My STR estimated dates, above, are still comfortably within YFull's wide margin of error.  YFull apply their own formula to TMRCA estimates in an attempt to handle SNP inconsistency - like scaling the number of mutations with a test's coverage (FGC Elite found twice as many SNPs in the shared block than Big Y-500 did for Rox2).  They check specific regions of the chromosome for SNPs shared in common by FGC and Big Y-500 tests, the combBED regions.  There are FGC and Big Y kits mixed together in the Rox2 estimates at YFull and this could be affecting the YFull and FTDNA age estimates.  The YFull formula appears to artificially increase the numbers of SNPs beyond the number that are actually present Big Y-500 tests.  YFull date DF27 and Z2571 at 4500 ybp.  Again, this can vary.  [Edit Oct 2016: 4600 ybp.  Edit March 2017: 4400 ybp.  Edit July 2017: 'formed 4400 ybp, TMRCA 4300 ybp'.  Edit August 2018, formed/TMRCA 4500 ybp.  Edit March 2019, formed 4700 ybp, TMRCA 4200 ybp].  It feels as if their formula may 'compress' TMRCA estimates at the edges - making young  groups like Rox2 appear older than they are while also making the 'birth' of DF27 more recent.  Formulas are based on the entire database, not individual subclades.  The YFull estimates are an extremely useful reference but, like all estimates, are 'best guesses' and do not represent actual dates. link1, link2  Indeed, ancient yDNA from burials studied in Dynamic changes in genomic and social structures in third millennium BCE central Europe, Luka Papa et al., 2021 showed that R1b-U106 was probably born in around 3000 BC and R1b-L151, the ancestor of R1b-P312, possibly originated c. 3100 BC.  By counting SNPs for the two early Rox2 NGS tests in 2014 I had estimated that the age of DF27 was c. 3000 BC, see below.

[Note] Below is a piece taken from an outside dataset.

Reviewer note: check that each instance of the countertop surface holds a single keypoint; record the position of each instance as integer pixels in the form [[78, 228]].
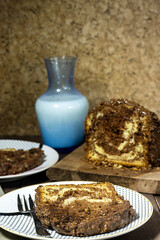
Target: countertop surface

Prior to NGS test results in 2014, no relevant SNPs had ever turned up below DF27 in commercially available testing for Rox2.  Incongruity in the mainly Ireland/UK origin American hobbyist databases, as well as having undergone a lengthy bottleneck may have led to Rox2's 'SNP invisibility' in pre-NGS (2014) testing.  There was difficulty getting accurate subclade identification for any of the very large ZZ12 section of DF27 before 2014.  Roughly three quarters of the way through the ongoing lifespan of the Rox2 yDNA lineage there appears to have been a founder effect - a rapid increase in the number of surviving male descendants of one man bearing the 'Rox2' yDNA markers.

There looked to be an average of around 15 'private' FGC Elite tested SNPs that have occurred after the time of the Rox2 founder - represented by the block of several dozen phylogenetic equivalent SNPs.  Big Y-700 appears to give a similar number.  FTDNA's Big Y-500 highlights approximately 12 '+' private SNPs on average.  As mentioned, SNPs are random and aren't ticking away like clockwork so some kits in the same subclade can have a lot more SNPs than others.  The SNP numbers from multiple descendants of one known lineage can be averaged.  If a SNP occurs every 75 to 90 years (as suggested for the FGC/Big Y-700 test), then SNP counting using FGC/Big Y-700 data currently indicates the same age for Rox2 as that arrived at by using estimates made with 111 STR results.  A 2019 comparison of SNP and STR-based age estimates concluded that both methods produced similar results with the same margin of error of +/- 20-30%.  

A SNP in the FGC test might have occurred every 83.3 years (1250/15=83.3).  Big Y-700 kits will probably share a similar SNP rate per generation.  In all, there look to be around 60 Rox2 SNPs that trace back to the DF27 founder from the present day.  At 83.3 years-per-SNP, that equates to DF27 being about 5000 years old.

On average Big Y-500 hg19 Rox2 kits (apples-to-apples) looked to have experienced one 'private' or 'novel' SNP every 100 years, or roughly every 4 generations (25-30 years-per-generation).  New (2018) hg38 Big Y-500 kits got more SNPs (approaching the mid-90s) years-per-SNP rate as hg19 FGC Rox2 kits.  Big Y-700 kits look to be in the early 80s years-per-SNP, like FGC Elite kits.  The Rox2* paragroup consisting of three hg38 Big Y-500 (BigY2) kits with parallel ancestry since the Early Middle Ages averaged out at 96 years-per-SNP at the Big Tree (October 2019).  All estimates have the usual generous margin of error.